Page 1 of 4 – SEC Filing

UNITED STATES

SECURITIES AND EXCHANGE COMMISSION

Washington, D.C. 20549

SCHEDULE 13D

Under the Securities Exchange Act of 1934

(Amendment No. 8)*

Westell Technologies Inc

(Name of Issuer)

Common Stock Class A, $.01 par value

(Title of Class of Securities)

957541204

(CUSIP Number)

Merihan Tynan,
Cove Street Capital LLC,
2101 East El Segundo Boulevard, Suite 302
El Segundo, CA 90245

(Name, Address and Telephone Number of Person
Authorized to Receive Notices and Communications)

August 29, 2017

(Date of Event which Requires Filing of this Statement)

If the filing person has previously filed a statement on Schedule 13G to report
the acquisition that is the subject of this Schedule 13D, and is filing this schedule because of §§240.13d-1(e), 240.13d-1(f)
or 240.13d-1(g), check the following box. x

Note: Schedules filed in paper format shall include
a signed original and five copies of the schedule, including all exhibits. See §240.13d-7 for other
parties to whom copies are to be sent.

* The remainder of this cover page shall be filled
out for a reporting person’s initial filing on this form with respect to the subject class of securities, and
for any subsequent amendment containing information which would alter disclosures provided in a prior cover page.

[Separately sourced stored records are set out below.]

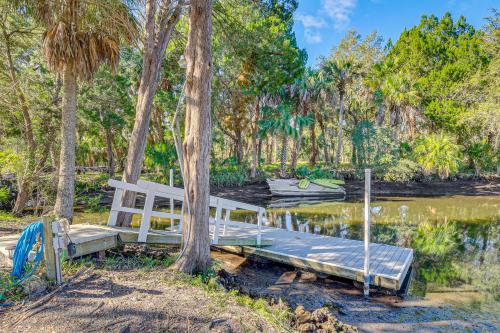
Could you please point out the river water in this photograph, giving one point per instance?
(456, 239)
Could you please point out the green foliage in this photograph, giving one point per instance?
(404, 171)
(229, 174)
(482, 156)
(438, 153)
(373, 146)
(161, 157)
(4, 195)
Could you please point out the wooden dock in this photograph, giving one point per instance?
(388, 265)
(90, 238)
(324, 254)
(329, 255)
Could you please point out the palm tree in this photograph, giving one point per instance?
(336, 75)
(279, 120)
(79, 36)
(438, 153)
(306, 90)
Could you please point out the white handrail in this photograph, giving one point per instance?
(153, 190)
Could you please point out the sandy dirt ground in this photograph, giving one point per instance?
(131, 301)
(381, 313)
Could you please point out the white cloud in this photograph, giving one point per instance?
(309, 21)
(312, 37)
(339, 11)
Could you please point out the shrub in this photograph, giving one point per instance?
(437, 153)
(228, 175)
(482, 156)
(404, 171)
(4, 195)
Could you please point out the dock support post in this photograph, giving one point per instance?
(366, 218)
(259, 226)
(218, 217)
(171, 183)
(48, 251)
(146, 217)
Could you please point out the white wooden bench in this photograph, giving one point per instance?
(153, 190)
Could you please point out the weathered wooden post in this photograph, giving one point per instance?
(48, 249)
(171, 183)
(366, 218)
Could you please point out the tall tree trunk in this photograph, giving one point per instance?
(156, 40)
(284, 149)
(314, 145)
(255, 132)
(109, 151)
(66, 184)
(296, 149)
(195, 255)
(23, 195)
(341, 124)
(323, 134)
(380, 116)
(269, 151)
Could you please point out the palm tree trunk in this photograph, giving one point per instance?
(341, 124)
(195, 255)
(154, 52)
(323, 134)
(284, 149)
(296, 149)
(255, 146)
(66, 184)
(314, 146)
(109, 151)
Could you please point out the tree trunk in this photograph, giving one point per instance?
(314, 146)
(323, 134)
(195, 255)
(284, 149)
(380, 115)
(109, 151)
(255, 132)
(155, 43)
(341, 124)
(296, 149)
(23, 194)
(66, 184)
(269, 151)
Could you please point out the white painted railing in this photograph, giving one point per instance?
(153, 190)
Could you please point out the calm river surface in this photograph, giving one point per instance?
(456, 239)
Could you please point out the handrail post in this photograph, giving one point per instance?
(366, 218)
(146, 217)
(226, 221)
(115, 207)
(171, 183)
(218, 213)
(259, 226)
(48, 250)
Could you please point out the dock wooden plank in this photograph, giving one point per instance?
(325, 254)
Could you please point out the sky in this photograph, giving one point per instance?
(321, 24)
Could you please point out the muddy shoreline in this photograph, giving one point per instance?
(382, 312)
(258, 193)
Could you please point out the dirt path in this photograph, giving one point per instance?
(132, 301)
(259, 193)
(382, 313)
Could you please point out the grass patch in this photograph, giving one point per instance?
(7, 216)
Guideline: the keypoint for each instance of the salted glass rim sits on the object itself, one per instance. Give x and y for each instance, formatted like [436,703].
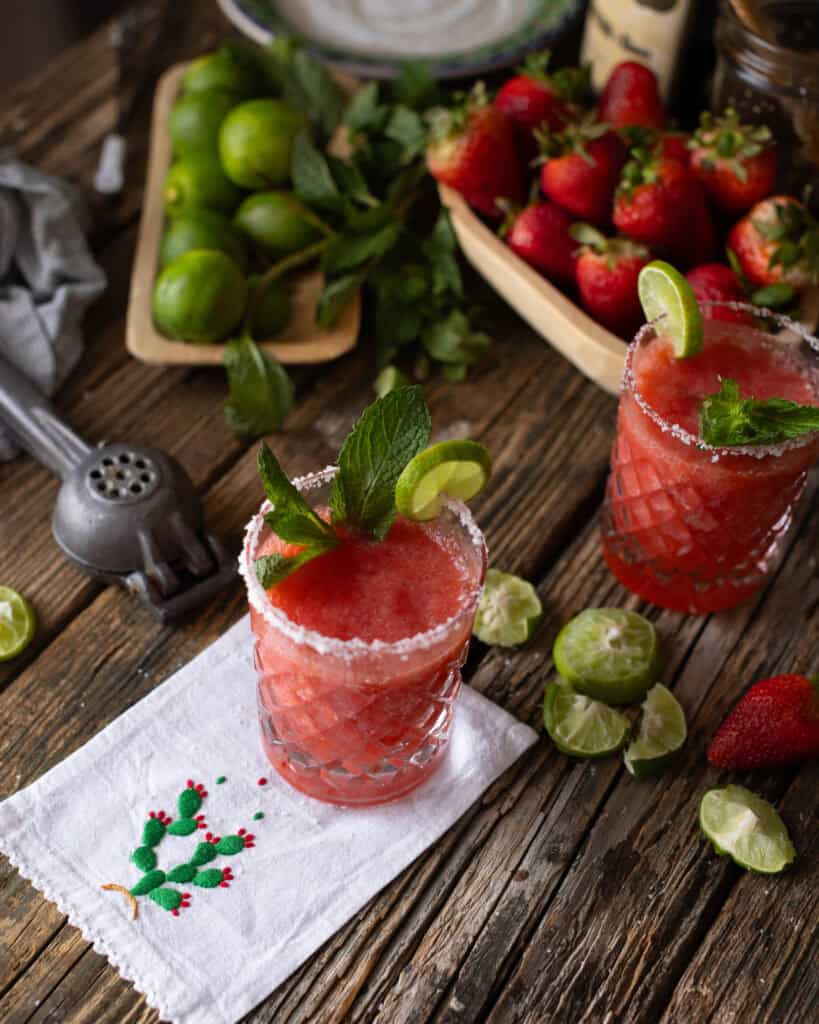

**The Amendment No 8. (“Amendment No.
8”) dated August 29, 2017 adds a press release documentation. This supplements Amendment No 7 dated August 21, 2017
which amends and supplements Amendment No 6. dated July 21, 2017 which amends and supplements Amendment No. 5 dated May 31,
2017 which amends and supplements Amendment No. 4 dated February 28, 2017 which amends and supplements Amendment No. 3 dated
September 22, 2016, which amends and supplements Amendment No. 2 dated August 23, 2016 which amends and supplements Amendment
No. 1 dated August 11, 2016 which amends and supplements the statement on Schedule 13D filed with the Securities and Exchange
Commission (the “SEC”) on August 1, 2016 with respect to Common Stock Class A, $.01 par value (“Common
Stock”) of Westell Technologies Inc, (the “Issuer”). Capitalized terms used herein and not otherwise
defined in this Amendment No. 5 have the meanings set forth in the Schedule 13D. The information required on the remainder of
this cover page shall not be deemed to be “filed” for the purpose of Section 18 of the Securities Exchange Act of 1934
(“Act”) or otherwise subject to the liabilities of that section of the Act but shall be subject to all other provisions of
the Act (however, see the Notes).

The information required on the remainder of this cover page
shall not be deemed to be “filed” for the purpose of Section 18 of the Securities Exchange Act of 1934
(“Act”) or otherwise subject to the liabilities of that section of the Act but shall be subject to all
other provisions of the Act (however, see the Notes).